PALAVRAS-CHAVE: JUIZ, MATÉRIAS, ARGÜIR.


1- INTRODUÇÃO

Há casos em que o interesse público recomenda a fixação de regras de competência que não podem ser alteradas, sob pena de grave prejuízo ao funcionamento do Judiciário; há outros em que razões imperativas dessa ordem não estão presentes, devendo ser preservadas a liberdade das partes e a comodidade de seu acesso à justiça. [01]

Com base em tais critérios, a competência é classificada como sendo absoluta e relativa.

A incompetência absoluta deve ser declarada de ofício pelo Juiz (art. 113 do CPC). A incompetência relativa somente pode ser argüida pelas partes através de exceção (art. 112 do CPC), caso contrário, ocorrerá o fenômeno da prorrogação de competência (art. 114 do CPC). Tal definição, todavia, é motivo de debates na doutrina e jurisprudência, como veremos a seguir.


2- POSSIBILIDADE DE CONHECIMENTO DE OFÍCIO DA INCOMPETÊNCIA RELATIVA

A corrente dominante, que conta com adeptos do porte de BARBOSA MOREIRA [02] e CÂNDIDO DINAMARCO [03], sustenta que a lei não confere ao juiz o poder discricionário de reconhecer a incompetência relativa, face ao contido no artigo 114 do Código de Processo Civil, aplicável à luz do artigo 112. E isto porque as regras de determinação da competência relativa atendem precipuamente ao interesse das partes, não sujeito à discricionariedade da autoridade judiciária, sendo ainda certo, à luz dessa premissa, que à parte cabe com exclusividade a faculdade de excepcionar a incompetência relativa, até mesmo porque o ajuizamento da ação no foro ou no juízo relativamente incompetentes poderá redundar em uma situação de vantagem para qualquer dos sujeitos parciais da relação processual em decorrência da prorrogação da competência. [04]
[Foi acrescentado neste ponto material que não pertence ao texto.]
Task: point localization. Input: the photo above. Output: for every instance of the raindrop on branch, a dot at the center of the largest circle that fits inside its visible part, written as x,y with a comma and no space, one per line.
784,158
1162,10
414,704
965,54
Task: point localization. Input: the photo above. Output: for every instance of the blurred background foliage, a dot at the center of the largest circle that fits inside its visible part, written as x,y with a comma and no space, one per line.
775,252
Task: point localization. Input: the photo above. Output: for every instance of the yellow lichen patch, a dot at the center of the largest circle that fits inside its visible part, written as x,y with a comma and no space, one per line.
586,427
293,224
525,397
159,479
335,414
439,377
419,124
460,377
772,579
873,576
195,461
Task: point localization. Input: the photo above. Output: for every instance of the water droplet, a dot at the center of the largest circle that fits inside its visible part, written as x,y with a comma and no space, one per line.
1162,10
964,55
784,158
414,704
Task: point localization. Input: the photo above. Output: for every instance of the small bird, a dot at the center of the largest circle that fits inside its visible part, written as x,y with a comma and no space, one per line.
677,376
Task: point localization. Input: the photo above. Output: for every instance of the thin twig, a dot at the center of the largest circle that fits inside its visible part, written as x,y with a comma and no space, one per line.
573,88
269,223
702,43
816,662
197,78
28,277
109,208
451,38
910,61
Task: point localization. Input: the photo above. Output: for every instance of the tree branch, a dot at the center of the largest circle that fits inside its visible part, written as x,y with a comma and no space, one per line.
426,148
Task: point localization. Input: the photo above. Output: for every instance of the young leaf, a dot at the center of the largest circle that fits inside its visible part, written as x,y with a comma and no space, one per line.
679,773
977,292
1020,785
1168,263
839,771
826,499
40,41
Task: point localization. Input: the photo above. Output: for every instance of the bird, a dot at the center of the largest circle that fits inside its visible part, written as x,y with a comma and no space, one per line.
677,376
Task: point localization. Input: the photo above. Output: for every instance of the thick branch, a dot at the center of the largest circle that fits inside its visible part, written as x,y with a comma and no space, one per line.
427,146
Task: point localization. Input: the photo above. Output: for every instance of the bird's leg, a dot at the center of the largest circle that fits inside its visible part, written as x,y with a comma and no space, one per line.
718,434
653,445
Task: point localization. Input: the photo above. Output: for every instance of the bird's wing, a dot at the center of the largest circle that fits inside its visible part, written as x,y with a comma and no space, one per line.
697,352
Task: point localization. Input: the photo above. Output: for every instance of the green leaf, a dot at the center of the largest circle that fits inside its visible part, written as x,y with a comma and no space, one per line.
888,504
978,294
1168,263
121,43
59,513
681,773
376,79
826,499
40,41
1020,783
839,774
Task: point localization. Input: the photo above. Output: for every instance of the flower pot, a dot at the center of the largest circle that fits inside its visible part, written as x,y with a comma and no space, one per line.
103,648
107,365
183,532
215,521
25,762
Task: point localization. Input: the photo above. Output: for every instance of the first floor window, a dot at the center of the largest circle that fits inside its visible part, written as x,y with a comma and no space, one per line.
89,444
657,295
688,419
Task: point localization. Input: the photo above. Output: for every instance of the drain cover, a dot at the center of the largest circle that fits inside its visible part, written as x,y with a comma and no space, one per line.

Não valeria, por outro lado, segundo a corrente ora em estudo, o argumento de que só caberia tal reconhecimento em se tratando da hipótese do artigo 114, visto que a lei não traça qualquer distinção, nesse particular, ao cuidar das duas causas de prorrogação voluntária da competência, devendo ser desprezados, finalmente, argumentos de caráter pragmático, pois em [05]"um regime de direito escrito, de legalidade processual estrita, não se pode deixar ao magistrado a faculdade de aceitar ou não o processo segundo a sua própria comodidade". [06]

A Súmula nº 33 do Colendo Superior Tribunal de Justiça dispondo que "A incompetência relativa não pode ser declarada de ofício" veio a confirmar a prevalência da tese defendida pela supracitada corrente.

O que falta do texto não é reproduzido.